Porcelain insulator specialist Jason Townsend recently came across two marvelous
"go-withs" for his collection.
Townsend met someone who
mentioned he owned two porcelain dogs that had been made at the Locke insulator
factory. The owner said he was an employee at the Locke factory more than fifty
years ago.
Townsend found the dogs irresistible, and purchased them as unique,
although unofficial, products of the Locke Insulator Company. In selling the
dogs to Townsend, the man agreed to sign an affidavit attesting them to be
genuine products made at Locke. That notarized statement is pictured below.
Like most any collector, Townsend was excited to show off his purchase.
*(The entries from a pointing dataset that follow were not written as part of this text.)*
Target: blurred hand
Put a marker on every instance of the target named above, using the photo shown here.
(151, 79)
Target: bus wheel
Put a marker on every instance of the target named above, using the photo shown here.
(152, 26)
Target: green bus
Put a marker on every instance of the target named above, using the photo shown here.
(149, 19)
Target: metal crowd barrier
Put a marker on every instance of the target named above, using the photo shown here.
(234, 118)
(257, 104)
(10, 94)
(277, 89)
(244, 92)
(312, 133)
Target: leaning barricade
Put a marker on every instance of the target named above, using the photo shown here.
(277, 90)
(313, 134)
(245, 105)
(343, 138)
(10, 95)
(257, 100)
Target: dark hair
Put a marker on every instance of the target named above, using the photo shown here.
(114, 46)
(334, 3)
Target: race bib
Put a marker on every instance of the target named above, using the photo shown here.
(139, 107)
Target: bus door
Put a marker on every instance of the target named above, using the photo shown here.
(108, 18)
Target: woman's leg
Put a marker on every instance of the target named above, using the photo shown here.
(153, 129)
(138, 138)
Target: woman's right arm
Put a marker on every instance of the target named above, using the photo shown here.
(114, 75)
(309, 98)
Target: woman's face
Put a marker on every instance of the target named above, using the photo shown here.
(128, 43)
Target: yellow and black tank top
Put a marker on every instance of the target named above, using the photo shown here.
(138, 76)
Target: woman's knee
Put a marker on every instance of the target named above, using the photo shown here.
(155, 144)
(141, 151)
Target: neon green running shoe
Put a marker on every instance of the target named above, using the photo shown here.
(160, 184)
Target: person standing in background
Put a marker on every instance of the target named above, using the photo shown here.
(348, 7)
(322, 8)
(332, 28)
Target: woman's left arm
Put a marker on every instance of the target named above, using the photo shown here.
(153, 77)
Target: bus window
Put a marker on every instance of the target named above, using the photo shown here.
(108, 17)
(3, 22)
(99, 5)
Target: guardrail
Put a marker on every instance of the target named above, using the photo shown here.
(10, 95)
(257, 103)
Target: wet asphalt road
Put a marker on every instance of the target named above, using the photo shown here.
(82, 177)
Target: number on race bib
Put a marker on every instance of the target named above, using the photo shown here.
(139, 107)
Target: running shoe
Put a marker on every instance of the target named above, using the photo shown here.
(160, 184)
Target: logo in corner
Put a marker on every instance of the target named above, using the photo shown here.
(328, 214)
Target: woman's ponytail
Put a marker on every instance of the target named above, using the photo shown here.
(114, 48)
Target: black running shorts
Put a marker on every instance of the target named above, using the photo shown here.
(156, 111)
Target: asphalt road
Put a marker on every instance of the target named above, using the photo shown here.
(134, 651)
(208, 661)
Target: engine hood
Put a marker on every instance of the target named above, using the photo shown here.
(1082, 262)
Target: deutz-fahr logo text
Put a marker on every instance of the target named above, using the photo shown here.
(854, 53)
It's
true the dogs aren't insulators. However, if the clay was gathered from the
floor of the mold room, then these two dogs could easily have been insulators
instead.
LOCKE INSULATOR COMPANY PORCELAIN DOGS



September 14, 2003
Dear Jason Townsend,
I do attest with this letter that I was employed by Locke Insulator of
Baltimore, MD in 1947 as a cost estimator. It was there and at that time that I
had these 2 dogs made by a fellow employee, who was known as Big Charlie. He
also made the ashtray. Big Charlie was the clean up man in the mold room. He had
made an elephant mold and a dog mold. I asked him to make me 2 elephants and 2
dogs, as well as the ashtray. He used the scrap clay that he had gathered from
the floor of the mold room.
I know very little about Big Charlie. I do not know
his full name or where he was from. He was an African American, very artistic
and very kind to me. He was a very likable person.